Consider that you like to share some data to different container in same POD. For example, a container needs to watch performance parameter of another container, then another container can dump this data to this shared space. This document speaks about this.
An emptyDir volume is first created when a Pod is assigned to a Node, and exists as long as that Pod is running on that node. As the name says, it is initially empty. Containers in the Pod can all read and write the same files in the emptyDir volume, though that volume can be mounted at the same or different paths in each Container.

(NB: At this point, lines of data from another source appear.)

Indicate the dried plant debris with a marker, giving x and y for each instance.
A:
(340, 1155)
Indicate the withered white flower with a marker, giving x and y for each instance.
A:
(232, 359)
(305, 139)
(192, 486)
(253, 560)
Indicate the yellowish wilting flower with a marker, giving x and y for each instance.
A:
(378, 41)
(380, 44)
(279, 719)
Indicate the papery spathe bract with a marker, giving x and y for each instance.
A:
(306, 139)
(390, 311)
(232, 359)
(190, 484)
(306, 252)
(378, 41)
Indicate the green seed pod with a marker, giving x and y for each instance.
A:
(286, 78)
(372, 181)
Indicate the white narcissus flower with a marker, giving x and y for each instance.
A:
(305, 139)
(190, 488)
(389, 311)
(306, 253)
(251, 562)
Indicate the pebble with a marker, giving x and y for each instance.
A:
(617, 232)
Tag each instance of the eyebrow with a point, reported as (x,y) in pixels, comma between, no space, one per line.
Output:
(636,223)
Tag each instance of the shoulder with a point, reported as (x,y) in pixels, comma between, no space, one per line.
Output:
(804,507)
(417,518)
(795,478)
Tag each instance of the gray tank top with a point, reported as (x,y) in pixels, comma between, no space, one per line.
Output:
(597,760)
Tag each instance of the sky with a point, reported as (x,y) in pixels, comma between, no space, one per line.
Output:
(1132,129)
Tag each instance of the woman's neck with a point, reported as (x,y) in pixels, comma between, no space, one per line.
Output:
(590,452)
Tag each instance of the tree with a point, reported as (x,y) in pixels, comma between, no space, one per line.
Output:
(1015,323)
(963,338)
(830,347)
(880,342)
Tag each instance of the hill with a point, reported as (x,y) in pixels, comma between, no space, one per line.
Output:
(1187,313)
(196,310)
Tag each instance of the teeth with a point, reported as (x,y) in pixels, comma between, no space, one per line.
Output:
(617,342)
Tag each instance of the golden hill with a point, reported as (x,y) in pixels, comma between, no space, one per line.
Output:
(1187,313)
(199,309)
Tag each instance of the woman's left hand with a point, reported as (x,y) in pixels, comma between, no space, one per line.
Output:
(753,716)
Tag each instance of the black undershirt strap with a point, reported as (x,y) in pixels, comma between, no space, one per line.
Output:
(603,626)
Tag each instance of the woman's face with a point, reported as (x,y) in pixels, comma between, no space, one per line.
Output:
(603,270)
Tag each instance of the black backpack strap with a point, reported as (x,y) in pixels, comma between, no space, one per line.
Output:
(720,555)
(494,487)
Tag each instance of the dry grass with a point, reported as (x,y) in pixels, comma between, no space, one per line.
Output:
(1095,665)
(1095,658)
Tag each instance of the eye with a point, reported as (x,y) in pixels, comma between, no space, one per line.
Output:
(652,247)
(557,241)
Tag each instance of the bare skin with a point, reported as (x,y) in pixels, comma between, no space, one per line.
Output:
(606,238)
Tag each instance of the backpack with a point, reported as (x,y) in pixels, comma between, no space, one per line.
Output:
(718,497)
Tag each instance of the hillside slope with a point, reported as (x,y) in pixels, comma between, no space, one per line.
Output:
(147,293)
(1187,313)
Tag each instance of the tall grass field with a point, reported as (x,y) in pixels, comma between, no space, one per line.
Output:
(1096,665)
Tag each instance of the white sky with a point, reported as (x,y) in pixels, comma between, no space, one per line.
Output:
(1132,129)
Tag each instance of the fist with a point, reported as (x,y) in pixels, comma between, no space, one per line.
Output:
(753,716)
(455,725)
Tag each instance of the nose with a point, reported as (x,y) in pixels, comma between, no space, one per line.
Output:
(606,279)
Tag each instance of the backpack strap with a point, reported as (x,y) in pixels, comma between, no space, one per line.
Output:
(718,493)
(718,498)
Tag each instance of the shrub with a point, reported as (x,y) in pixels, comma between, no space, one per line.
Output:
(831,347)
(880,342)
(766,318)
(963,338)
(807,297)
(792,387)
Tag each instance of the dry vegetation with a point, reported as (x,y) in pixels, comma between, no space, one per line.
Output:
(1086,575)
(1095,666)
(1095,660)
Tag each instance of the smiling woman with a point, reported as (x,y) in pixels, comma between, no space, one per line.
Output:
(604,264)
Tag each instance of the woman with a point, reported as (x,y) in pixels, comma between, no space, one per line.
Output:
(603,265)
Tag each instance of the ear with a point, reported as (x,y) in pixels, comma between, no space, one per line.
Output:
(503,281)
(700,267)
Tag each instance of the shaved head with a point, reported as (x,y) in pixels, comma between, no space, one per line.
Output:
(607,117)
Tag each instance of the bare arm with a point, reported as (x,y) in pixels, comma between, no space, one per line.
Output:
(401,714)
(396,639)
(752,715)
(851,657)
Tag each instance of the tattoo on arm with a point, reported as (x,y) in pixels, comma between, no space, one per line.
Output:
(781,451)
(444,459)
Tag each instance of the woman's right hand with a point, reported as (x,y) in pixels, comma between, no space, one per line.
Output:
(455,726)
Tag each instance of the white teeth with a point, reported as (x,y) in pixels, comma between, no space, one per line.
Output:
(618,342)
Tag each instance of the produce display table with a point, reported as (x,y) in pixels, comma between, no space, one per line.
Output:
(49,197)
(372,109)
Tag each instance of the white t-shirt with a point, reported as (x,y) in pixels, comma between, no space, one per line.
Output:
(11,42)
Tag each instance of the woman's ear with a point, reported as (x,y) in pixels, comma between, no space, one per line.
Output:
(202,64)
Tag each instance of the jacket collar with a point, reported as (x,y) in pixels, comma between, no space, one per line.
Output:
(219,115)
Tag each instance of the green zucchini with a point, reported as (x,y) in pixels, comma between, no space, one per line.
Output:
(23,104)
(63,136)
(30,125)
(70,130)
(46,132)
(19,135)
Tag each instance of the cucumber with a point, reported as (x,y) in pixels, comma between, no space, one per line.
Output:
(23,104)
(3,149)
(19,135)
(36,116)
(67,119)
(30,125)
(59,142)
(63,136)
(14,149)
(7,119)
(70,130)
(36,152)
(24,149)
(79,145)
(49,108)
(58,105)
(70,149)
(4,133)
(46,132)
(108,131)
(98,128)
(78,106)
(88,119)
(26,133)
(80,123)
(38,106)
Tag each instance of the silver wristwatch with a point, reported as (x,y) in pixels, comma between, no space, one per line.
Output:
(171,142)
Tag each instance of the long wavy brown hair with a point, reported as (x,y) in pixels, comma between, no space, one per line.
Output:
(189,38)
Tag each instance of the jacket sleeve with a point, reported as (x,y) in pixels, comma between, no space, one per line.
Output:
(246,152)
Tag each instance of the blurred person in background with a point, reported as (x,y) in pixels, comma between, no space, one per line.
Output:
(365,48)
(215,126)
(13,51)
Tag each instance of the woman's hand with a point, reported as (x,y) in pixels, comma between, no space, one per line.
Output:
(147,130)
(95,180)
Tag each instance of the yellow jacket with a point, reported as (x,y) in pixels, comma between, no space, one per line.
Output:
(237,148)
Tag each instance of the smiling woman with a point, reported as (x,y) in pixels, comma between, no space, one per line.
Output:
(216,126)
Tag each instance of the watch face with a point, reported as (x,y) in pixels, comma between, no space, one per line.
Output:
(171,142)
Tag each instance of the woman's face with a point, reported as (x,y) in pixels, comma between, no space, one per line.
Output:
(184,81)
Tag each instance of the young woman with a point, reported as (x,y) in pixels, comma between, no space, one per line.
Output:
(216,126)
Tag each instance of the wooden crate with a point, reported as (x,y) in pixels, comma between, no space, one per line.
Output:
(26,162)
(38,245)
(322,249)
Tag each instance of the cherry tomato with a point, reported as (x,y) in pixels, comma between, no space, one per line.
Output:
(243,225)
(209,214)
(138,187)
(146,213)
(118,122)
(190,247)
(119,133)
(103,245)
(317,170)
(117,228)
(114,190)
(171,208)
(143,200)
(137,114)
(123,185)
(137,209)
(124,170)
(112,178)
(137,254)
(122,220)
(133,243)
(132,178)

When a Pod is removed from a node for any reason, the data in the emptyDir is deleted forever.
Example POD yaml
apiVersion: v1
kind: Pod
metadata:
name: test-pd
spec:
containers:
- image: k8s.gcr.io/test-webserver
name: test-container
volumeMounts:
- mountPath: /cache
name: cache-volume
volumes:
- name: cache-volume
emptyDir: {}
By default, emptyDir volumes are stored on whatever medium is backing the node - that might be disk or SSD or network storage, depending on your environment. However, you can set the emptyDir.medium field to "Memory"to tell Kubernetes to mount a tmpfs (RAM-backed filesystem) for you instead. While tmpfs is very fast, be aware that unlike disks, tmpfs is cleared on node reboot and any files you write will count against your Container’s memory limit.